Explore the saved results
-------------------------

All the results are saved in the results folder of the working
directory. Suppose the experiment name, which is a combination of the
data name and the outcome name, is "name". Usually, the following results
are saved.

* name_profile_report.html contains a report to summarize the data set.
* name.npz contains the design matrix X, the outcome y, the sample index sample_index and the variable names feature_names.
* name_saved_selected_models.joblib saves all the results. Load this
  file into python using joblib.load will result into a dictionary,
  which can be called as results. The key of the results is the
  model_name, the value is the saved model. The saved model is an
  object of a self-defined class. print(results['model_name']) to see
  how to get access to the selected hyperparameters, the searching
  range of the hyperparameters, the selected models, the feature
  importance, and the time used to train and select the model.
* name _saved_preprocess_steps.joblib contains the saved preprocessed 
  steps to replicate the data preprocessing steps in the future test set.

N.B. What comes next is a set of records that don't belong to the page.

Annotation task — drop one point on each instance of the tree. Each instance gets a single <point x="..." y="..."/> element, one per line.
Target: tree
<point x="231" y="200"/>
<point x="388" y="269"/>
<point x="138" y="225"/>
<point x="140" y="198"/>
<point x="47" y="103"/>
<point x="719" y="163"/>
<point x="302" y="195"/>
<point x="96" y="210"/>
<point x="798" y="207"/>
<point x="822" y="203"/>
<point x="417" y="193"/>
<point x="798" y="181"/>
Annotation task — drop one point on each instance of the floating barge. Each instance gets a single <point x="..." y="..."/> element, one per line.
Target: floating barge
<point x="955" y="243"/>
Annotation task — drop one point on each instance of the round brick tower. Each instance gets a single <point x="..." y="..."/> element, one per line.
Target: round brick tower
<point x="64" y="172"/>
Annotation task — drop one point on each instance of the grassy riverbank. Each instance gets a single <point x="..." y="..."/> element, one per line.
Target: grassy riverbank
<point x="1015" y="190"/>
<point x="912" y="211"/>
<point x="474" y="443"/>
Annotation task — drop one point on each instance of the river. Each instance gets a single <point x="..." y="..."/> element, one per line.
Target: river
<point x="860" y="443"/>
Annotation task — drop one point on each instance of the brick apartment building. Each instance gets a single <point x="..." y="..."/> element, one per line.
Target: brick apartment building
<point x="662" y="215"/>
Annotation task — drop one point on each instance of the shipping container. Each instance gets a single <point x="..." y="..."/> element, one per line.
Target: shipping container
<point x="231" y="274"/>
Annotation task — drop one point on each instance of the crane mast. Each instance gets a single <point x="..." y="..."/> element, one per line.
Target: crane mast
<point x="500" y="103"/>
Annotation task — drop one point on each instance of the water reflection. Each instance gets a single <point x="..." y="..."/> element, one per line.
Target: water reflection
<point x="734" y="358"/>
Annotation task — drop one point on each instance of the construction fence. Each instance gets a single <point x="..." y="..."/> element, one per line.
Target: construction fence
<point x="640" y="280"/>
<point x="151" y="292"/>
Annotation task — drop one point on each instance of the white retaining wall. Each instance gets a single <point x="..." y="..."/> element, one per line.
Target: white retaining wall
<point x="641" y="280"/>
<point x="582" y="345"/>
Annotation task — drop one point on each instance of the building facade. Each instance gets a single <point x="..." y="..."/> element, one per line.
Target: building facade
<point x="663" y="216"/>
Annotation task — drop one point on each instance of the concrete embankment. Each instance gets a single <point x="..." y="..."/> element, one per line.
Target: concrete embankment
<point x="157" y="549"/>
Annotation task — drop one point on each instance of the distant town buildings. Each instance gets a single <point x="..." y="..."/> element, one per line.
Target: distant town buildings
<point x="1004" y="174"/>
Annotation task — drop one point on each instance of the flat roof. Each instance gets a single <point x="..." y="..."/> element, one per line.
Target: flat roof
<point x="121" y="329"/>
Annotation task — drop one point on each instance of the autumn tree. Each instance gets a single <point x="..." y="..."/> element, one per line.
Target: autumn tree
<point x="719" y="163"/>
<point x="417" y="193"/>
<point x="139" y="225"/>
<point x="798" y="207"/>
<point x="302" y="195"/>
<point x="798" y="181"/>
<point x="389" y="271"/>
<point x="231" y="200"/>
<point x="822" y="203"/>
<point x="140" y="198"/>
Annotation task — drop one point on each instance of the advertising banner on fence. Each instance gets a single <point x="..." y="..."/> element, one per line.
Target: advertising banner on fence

The script to load and explore the data sets can be shown as follows.

.. code:: 

  # %% load required packages
  import numpy as np
  import pandas as pd
  import joblib

  # make sure you have the correct working directory
  import os

  print("current working directory is: {}".format(os.getcwd()))
  # os.chdir('working directory') # set the working directory for running the code

  # %% extract all the saved results
  # what is the name of the experiment
  name = "titanic_Survived"

  # load into saved models
  target_path = os.path.join("./results", name)
  path2models = os.path.join(target_path, "saved_selected_models.joblib")
  saved_models = joblib.load(path2models)
  print("saved models:\n", saved_models.keys())

  # load into saved metrics
  path2results = os.path.join(target_path, "metrics.csv")
  saved_metrics = pd.read_csv(path2results)
  print("performance of saved models:\n", saved_metrics.head(3))

  # load into saved preprocessing steps
  path2preprocess = os.path.join(target_path, "saved_preprocess_steps.joblib")
  saved_preprocess_steps = joblib.load(path2preprocess)
  print(saved_preprocess_steps)

  # %% extract the details of a saved model
  # what is the model you want to check
  model_name = "clf_lasso"

  # extract the specific model
  saved_model = saved_models[model_name]
  print(saved_model)

  # the saved model, feature importance, and
  # selected hyperparameters are in
  # the attributes of saved model
  feature_importance = saved_model.feature_importances_
  selected_hyperparameter = saved_model.selected_hyperparameters_
  searching_range = saved_model.searching_ranges_
  selected_model = saved_model.selected_model_

  # %% find the top features
  # load into the feature names
  path2data = os.path.join(target_path, "data.npz")
  data_set = np.load(path2data, allow_pickle=True)
  feature_names = data_set["feature_names"]
  print("feature names:\n", feature_names[0:10])

  # show feature importances
  print("feature importance shape: \n", feature_importance.shape)
  feature_importance = pd.Series(feature_importance, index=feature_names)
  order = feature_importance.abs().sort_values(ascending=False)
  feature_importance = feature_importance[order.index]
  print(feature_importance.head(10))